Logikcull is a self-service platform designed for litigation teams that need eDiscovery capability without a managed services overlay. It is appropriate for standard commercial litigation generating up to a few hundred thousand documents, with straightforward relevance determinations and limited foreign-language content. Attorneys upload data and run the process themselves. The limitation is that Logikcull's AI review tools provide limited visibility into model parameters, which makes it less defensible than Relativity or Everlaw for matters where the opposing party is likely to challenge the review methodology.

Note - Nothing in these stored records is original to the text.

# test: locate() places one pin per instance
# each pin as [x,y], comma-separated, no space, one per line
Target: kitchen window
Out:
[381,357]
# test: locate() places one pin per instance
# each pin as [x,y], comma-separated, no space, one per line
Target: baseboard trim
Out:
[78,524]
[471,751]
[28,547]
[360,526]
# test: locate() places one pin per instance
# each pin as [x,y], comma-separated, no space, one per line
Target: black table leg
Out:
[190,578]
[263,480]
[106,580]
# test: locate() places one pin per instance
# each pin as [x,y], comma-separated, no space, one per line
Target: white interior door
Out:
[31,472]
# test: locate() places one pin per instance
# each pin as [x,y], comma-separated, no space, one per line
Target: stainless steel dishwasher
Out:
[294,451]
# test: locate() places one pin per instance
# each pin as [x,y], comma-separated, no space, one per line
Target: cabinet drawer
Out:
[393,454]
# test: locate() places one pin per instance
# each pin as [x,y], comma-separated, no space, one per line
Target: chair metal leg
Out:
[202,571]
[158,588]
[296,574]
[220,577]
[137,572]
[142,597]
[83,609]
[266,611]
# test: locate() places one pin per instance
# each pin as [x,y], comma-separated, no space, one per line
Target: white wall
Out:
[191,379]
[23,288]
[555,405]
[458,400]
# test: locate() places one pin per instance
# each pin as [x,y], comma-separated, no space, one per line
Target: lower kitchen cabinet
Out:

DISCO eDiscovery is an AI-first platform that has designed its review workflow around AI-assisted document categorization from the ground up, rather than adding AI onto a legacy review interface. Its analytics capabilities — timeline visualization, network graph analysis of email communications, issue-based clustering — are strong for investigative and complex commercial matters. DISCO is a newer platform with lower market share than Relativity or Everlaw, which means fewer experienced project managers in the eDiscovery services market have production experience with the platform.
Nuix is the platform of choice for forensic and government investigation matters. Its processing engine handles high-volume, multi-format data collections more efficiently than most competitors, including encrypted containers, database exports, and mobile device images. It is widely used by government agencies, law enforcement, and corporations conducting internal investigations. Its document review interface is less polished than Relativity or Everlaw for standard attorney review workflows.

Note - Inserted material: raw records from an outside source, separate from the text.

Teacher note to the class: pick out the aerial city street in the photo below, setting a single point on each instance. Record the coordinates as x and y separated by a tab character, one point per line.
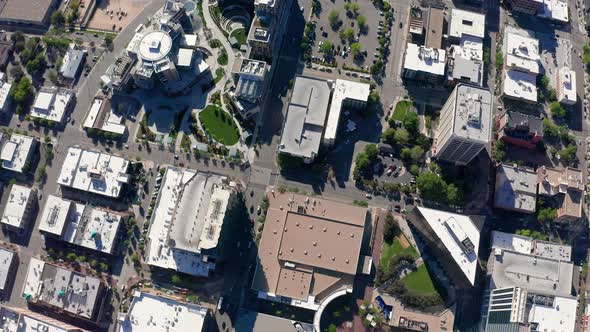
294	165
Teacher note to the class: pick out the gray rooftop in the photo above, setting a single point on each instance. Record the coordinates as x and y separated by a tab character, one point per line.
25	10
257	322
541	275
6	258
306	117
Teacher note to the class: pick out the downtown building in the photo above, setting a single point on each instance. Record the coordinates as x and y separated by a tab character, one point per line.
465	125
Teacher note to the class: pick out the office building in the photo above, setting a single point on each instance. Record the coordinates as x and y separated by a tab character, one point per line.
422	63
186	226
518	129
80	224
516	188
453	239
306	118
309	252
51	104
566	86
17	153
24	320
151	313
68	292
94	172
8	268
567	187
20	208
465	125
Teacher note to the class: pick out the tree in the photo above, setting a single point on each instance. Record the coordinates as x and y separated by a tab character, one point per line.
388	136
402	136
58	18
334	18
372	151
355	49
416	153
546	215
390	228
432	186
17	73
411	122
557	110
108	40
361	20
568	154
349	34
326	48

How Lawyers Should Verify and Apply eDiscovery AI
-
Issue a litigation hold before collecting. The obligation to preserve arises at the point litigation is reasonably anticipated. Do not wait for a formal complaint or service of process. The hold notice must identify the scope of materials subject to preservation, instruct recipients to suspend deletion, and be sent to all reasonably identifiable custodians. Retain records of when holds were issued, to whom, and what acknowledgments were received.
-
Agree on an ESI protocol at the Rule 26(f) conference. Federal courts expect parties to address ESI during the mandatory meet-and-confer conference. Come prepared with a proposed ESI protocol that specifies: data sources in scope, custodians to be collected, format of production, de-duplication methodology, and — if AI-assisted review will be used — the proposed review methodology and recall target. A written, court-filed ESI protocol protects against later completeness challenges.
-
Require a proportionality analysis before committing to a review approach. For every matter, document the analysis: how many documents are in the collection, what is the case value and complexity, what review approach will be used, and what is the estimated cost? This analysis supports your FRCP Rule 26(b)(1) certification and provides a basis for opposing disproportionate discovery requests.
-
Use a validation sample before certifying production. Before signing a Rule 26(g) certification that the production is complete, have a senior attorney review a random sample of documents coded as not-responsive. If the sample reveals a materially higher elusion rate than expected, extend the review before certifying.
-
Maintain a privilege log concurrently with review. Do not defer privilege logging until after production. Log privileged documents as they are identified during review, capturing: document type, date, author, recipients, subject matter (without disclosing the privileged content), and basis for privilege. A privilege log produced weeks after production that appears to have been reconstructed from memory is a credibility problem in any discovery dispute.